Earnings have not been overtly negative as Citigroup posted better than expected numbers which pushed the stock up more than 4% early, and closed up 4.3% on the day. That was good news for the banks and the financial sector was up 0.8% for the day. Banks (KBE) gained 1.3% early, but gave up all but 0.4% on the day. No confidence in the short term rallies and there in lies the issue for financials… confidence. Earnings reports are going to plentiful this week and they will have an impact good or bad. Schwab, Coke, Johnson & Johnson and Northern Trust are prior to the open and Yahoo and Intel after the close tomorrow. Watch to see how they impact the tone of the day.
Investors are still focused on the horizon and questioning the direction as the cuts to stimulus continue, potential rate hikes loom, and potentially a slowing housing market in response to higher rates. All of the speculation is adding pressure to the markets as investor worries mount. As seen in the intraday chart above, investors lack confidence to drive the markets higher, even in a bounce of support.
The economic data continues to show modest growth as the Retail Sales climbed 1.1% for March and ex-autos were up 0.7% both beating expectations. Retails Sales (XRT) ETF moved to $82.20 before closing at $81 or even on the day.
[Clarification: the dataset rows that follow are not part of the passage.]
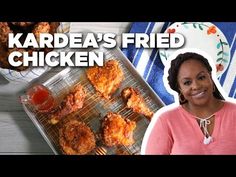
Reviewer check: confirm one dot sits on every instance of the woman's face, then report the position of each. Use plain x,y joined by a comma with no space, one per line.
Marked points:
195,82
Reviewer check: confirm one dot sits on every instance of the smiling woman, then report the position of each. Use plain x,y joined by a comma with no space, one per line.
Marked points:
203,123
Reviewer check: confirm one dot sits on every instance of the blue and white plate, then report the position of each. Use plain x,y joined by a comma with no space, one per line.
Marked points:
204,36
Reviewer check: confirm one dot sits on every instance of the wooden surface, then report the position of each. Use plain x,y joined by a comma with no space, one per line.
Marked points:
18,135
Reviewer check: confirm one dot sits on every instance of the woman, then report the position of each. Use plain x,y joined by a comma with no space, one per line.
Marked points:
203,123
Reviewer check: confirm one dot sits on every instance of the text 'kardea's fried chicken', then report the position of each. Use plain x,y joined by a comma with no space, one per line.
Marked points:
117,130
136,102
76,138
71,103
106,79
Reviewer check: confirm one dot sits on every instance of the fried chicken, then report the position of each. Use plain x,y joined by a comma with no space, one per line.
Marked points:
106,79
117,130
71,103
136,102
76,138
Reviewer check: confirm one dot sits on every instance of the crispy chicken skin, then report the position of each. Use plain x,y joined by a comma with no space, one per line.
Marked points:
136,102
106,79
117,130
76,138
71,103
Even good news can’t offset the sellers at this point. This is all important information to hold on to… when the sellers relinquish control the components with the unrewarded good news will be the first to move off the current lows.
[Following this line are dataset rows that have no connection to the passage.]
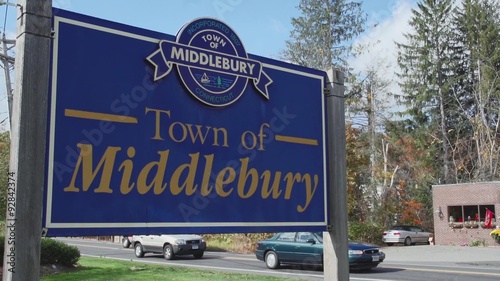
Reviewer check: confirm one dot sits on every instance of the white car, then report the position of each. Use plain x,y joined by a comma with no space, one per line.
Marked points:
405,234
169,245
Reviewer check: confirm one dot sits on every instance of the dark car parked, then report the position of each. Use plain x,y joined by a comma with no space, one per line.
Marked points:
306,248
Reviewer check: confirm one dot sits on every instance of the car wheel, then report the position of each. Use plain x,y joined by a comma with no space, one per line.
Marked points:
407,241
272,260
168,252
125,242
138,250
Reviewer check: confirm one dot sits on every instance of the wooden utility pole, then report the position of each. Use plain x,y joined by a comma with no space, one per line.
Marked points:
28,134
335,241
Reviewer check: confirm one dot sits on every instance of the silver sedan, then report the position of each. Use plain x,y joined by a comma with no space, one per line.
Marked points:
406,234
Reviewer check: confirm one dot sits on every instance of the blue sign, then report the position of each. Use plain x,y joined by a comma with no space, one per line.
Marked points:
153,133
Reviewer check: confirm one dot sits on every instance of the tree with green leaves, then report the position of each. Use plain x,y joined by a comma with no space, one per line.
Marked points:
425,61
477,89
321,36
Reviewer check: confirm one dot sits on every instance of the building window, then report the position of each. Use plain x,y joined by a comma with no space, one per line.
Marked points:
469,215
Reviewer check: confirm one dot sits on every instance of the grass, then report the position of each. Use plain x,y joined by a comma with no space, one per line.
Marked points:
107,269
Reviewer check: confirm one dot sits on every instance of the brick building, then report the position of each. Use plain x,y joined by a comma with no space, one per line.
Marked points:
460,212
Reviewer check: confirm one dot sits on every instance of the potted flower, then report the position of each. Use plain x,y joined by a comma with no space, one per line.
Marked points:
495,233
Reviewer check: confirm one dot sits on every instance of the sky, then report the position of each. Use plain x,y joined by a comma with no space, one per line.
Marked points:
263,25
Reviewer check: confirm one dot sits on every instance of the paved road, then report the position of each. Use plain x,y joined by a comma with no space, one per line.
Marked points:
436,253
413,263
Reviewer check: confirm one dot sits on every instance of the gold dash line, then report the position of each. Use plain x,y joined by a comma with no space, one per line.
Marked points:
99,116
296,140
The leaders today were Energy up 1.3%, but held the $88.50 support. Technology (XLK) gained 1% and held $35.20 support. The NASDAQ 100 (QQQ) held $83.95 support and gained 0.8% on the day. The EAFE index (EFA) held the 50 DMA as support and closing up 0.5% today. There are areas worthy of watching, but we still have to be aware of the risk associated with the current market environment. The bias is on the downside. The move today was a bounce off the oversold support levels and nothing more for now. I still expect a sharp rally followed by more selling at this point. But, I am also willing to let the market validate what direction it will take on longer term. Remain both patient and disciplined.